Projeto de megamina na região metropolitana de Porto Alegre merece maior aprofundamento pela grande imprensa

Fonte: Reprodução de ILEA UFRGS Vídeos.
Por Eliege Fante*

Audiências públicas já foram realizadas em Charqueadas e Eldorado do Sul (RS) onde o projeto Mina Guaíba da Copelmi é endereçado. Mas, Porto Alegre também reivindica a realização de uma audiência pública, cuja zona central fica a apenas 16 km da proposta de megamina de quase cinco mil hectares. Em geral, as notícias da grande imprensa têm abordado a geração de renda, empregos e novas tecnologias conforme a divulgação da empresa, e a poluição e os riscos impressos no projeto segundo técnicos ambientais. Contudo, ainda há muito a ser dito e debatido. Para tentar dar conta da complexidade entorno da tomada de decisão sobre autorizar ou não o projeto, jornalistas podem recorrer ao trabalho dos pesquisadores do Grupo de pesquisa Tecnologia, Meio Ambiente e Sociedade da UFRGS (TEMAS), protocolado no último dia 4 na Fundação Estadual de Proteção Ambiental Henrique Luiz Roessler (Fepam), órgão responsável pelo licenciamento ambiental. Trata-se de um contra laudo sobre o Estudo de Impacto Ambiental e Relatório de Impacto Ambiental (EIA-Rima) do projeto Mina Guaíba da Copelmi. A motivação decorre das inconsistências e erros percebidos pelos professores e pesquisadores.

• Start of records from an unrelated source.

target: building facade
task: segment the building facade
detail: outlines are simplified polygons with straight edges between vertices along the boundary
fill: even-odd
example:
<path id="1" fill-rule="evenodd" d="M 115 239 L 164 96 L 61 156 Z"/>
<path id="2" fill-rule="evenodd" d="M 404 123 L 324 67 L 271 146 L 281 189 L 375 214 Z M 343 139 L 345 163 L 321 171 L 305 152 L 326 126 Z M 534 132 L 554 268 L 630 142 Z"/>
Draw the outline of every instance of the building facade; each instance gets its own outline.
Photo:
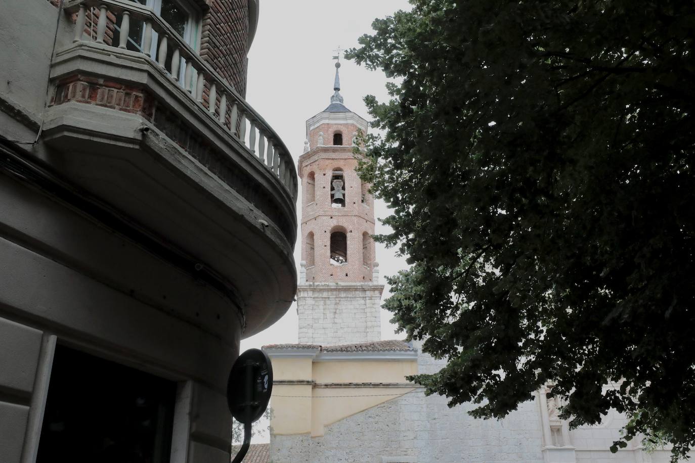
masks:
<path id="1" fill-rule="evenodd" d="M 610 447 L 626 424 L 611 412 L 600 425 L 570 430 L 561 403 L 539 390 L 504 419 L 481 420 L 425 396 L 407 380 L 444 360 L 421 343 L 381 340 L 379 285 L 370 235 L 373 199 L 354 171 L 354 133 L 364 120 L 343 104 L 336 70 L 331 104 L 306 121 L 302 179 L 299 343 L 263 348 L 272 359 L 269 461 L 273 463 L 653 463 L 630 442 Z M 350 134 L 350 133 L 352 134 Z M 346 137 L 346 134 L 350 134 Z M 548 387 L 550 385 L 548 385 Z"/>
<path id="2" fill-rule="evenodd" d="M 228 462 L 297 181 L 244 99 L 257 0 L 7 0 L 0 462 Z M 234 380 L 234 378 L 232 378 Z"/>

A própria Fepam tem estudos em andamento sobre a mineração no Estado (Programas e Projetos, no site). Por se tratar de um projeto de implantação da maior mina a céu aberto da América Latina, seria pertinente apurar estes dados acumulados e a situação ambiental e econômica das regiões. Conferir a qualidade do ar, do solo e da água, bem como da saúde das comunidades afetadas, como se fosse uma radiografia da mineração gaúcha. No livro da Fepam de 2002, Meio Ambiente e Carvão, Impactos da exploração, o então diretor-presidente da Fundação, Nilvo Luiz Alves da Silva, alertava: “Um desenvolvimento energético sustentável significa que devemos ir além de algumas questões tradicionalmente abordadas como viabilidade técnica e econômica. O processo deve incorporar os impactos no ambiente e na saúde, esgotamento de fontes energéticas, equidade intra e intergeracional e a definição das políticas públicas relativas ao setor.”.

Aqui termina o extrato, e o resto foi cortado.